A Deep Dive Into Seamless Blue/Green Deployment Using AWS CodeDeploy


Before we go deep into the trenches of how to use Blue/Green deployment, let's try to understand what it is:

Blue/Green deployment is a deployment pattern with the intention of deploying a new version of an application/software without any downtime or with minimal risk. Blue/Green deployment is achieved by bringing up a similar stack and then deploying the new version of the application on this new stack. Traffic is moved from the current stack (which is called the Blue stack) to the new stack (which is called the Green stack).

Now that we’ve covered what it is, why one should go for Blue/Green deployment?

  • No downtime: You are moving the traffic from the Blue stack to the Green stack.
  • Easy rollback: If the Green stack isn’t healthy, you can follow the reverse process and move the traffic back to the Blue stack.
  • Reduced risk: You can validate the Green stack by running functional tests before you migrate the prod live traffic.
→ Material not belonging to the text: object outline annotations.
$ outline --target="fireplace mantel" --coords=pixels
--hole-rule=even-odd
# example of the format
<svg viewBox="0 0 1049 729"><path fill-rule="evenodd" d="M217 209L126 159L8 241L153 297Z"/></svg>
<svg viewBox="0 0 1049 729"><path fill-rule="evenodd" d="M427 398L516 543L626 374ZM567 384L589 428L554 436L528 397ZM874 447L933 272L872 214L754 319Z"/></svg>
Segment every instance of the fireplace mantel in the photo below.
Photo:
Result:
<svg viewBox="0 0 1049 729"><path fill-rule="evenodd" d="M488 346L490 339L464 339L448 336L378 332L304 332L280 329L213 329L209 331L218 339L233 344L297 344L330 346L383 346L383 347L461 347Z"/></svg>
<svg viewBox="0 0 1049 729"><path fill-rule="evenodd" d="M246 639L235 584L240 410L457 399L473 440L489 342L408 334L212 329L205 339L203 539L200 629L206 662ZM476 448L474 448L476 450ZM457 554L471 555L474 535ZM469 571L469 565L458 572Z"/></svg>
In this blog, we are going to dive deep into how we can do a Blue/Green deployment using AWS CodeDeploy service for ECS container tasks.
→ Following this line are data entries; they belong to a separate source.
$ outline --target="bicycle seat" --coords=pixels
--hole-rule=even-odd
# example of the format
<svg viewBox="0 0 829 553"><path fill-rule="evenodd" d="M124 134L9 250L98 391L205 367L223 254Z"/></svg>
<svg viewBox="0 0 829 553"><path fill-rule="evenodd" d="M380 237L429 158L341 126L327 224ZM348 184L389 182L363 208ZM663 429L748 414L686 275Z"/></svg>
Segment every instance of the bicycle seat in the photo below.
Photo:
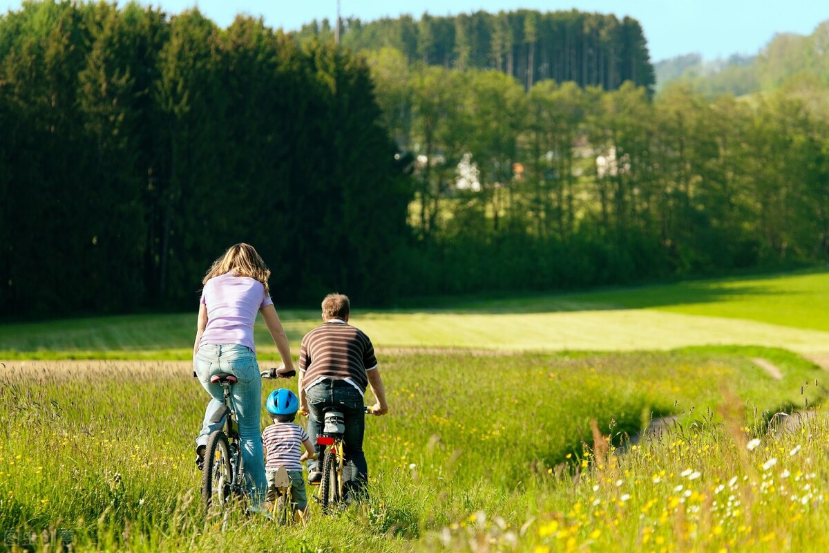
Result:
<svg viewBox="0 0 829 553"><path fill-rule="evenodd" d="M288 471L284 467L279 467L274 473L274 488L288 488L291 485L291 479L288 476Z"/></svg>
<svg viewBox="0 0 829 553"><path fill-rule="evenodd" d="M345 417L340 411L328 411L325 414L322 427L325 434L345 434Z"/></svg>
<svg viewBox="0 0 829 553"><path fill-rule="evenodd" d="M220 372L210 377L211 384L235 384L239 379L229 372Z"/></svg>

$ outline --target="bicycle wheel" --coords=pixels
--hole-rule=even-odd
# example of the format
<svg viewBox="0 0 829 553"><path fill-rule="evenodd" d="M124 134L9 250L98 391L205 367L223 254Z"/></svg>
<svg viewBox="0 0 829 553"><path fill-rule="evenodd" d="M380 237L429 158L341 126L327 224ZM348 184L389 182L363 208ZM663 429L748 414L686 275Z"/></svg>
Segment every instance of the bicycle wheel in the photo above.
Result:
<svg viewBox="0 0 829 553"><path fill-rule="evenodd" d="M210 435L205 449L204 474L201 477L201 499L205 512L211 507L225 507L230 499L232 482L230 445L225 433L216 430Z"/></svg>
<svg viewBox="0 0 829 553"><path fill-rule="evenodd" d="M319 502L322 512L340 502L340 476L337 454L328 449L322 458L322 480L319 483Z"/></svg>

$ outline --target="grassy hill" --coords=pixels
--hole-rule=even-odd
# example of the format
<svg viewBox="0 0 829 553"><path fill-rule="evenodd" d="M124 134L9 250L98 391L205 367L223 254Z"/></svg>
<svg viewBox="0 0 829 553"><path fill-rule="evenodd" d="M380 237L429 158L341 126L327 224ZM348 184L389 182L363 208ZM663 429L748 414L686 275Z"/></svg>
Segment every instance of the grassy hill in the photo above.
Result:
<svg viewBox="0 0 829 553"><path fill-rule="evenodd" d="M419 308L356 309L351 323L383 347L630 351L760 345L829 351L829 269L586 293L444 299ZM278 309L294 353L314 310ZM196 313L0 326L0 357L187 359ZM275 357L257 324L260 355Z"/></svg>

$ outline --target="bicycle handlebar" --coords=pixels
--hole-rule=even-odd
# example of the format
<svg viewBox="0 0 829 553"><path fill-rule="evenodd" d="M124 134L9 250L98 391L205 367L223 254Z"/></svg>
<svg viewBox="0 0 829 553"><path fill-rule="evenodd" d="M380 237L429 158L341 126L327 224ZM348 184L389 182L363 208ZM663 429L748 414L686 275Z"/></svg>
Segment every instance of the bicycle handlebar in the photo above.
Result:
<svg viewBox="0 0 829 553"><path fill-rule="evenodd" d="M293 369L288 371L285 368L284 365L280 365L279 366L272 366L269 369L259 371L259 376L262 378L292 378L297 376L297 371Z"/></svg>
When AWS launched ECS back in April 2015, there was no out-of-box support for Blue/Green deployment. Engineers tried various options to work around this, including:

  • Swapping auto-scaling groups behind ELB.
  • Updating the auto-scaling group launch configurations.
  • DNS routing update using Route53.

In August 2016, AWS launched Application Load Balancer (ALB) but was still not supporting ECS Blue/Green deployment. To work around this, my team at Capital One implemented our own homegrown solution for Blue/Green deployment using a beta ALB for test traffic and then swapping out the ALB listener rules for traffic cutover between Blue/Green tasks.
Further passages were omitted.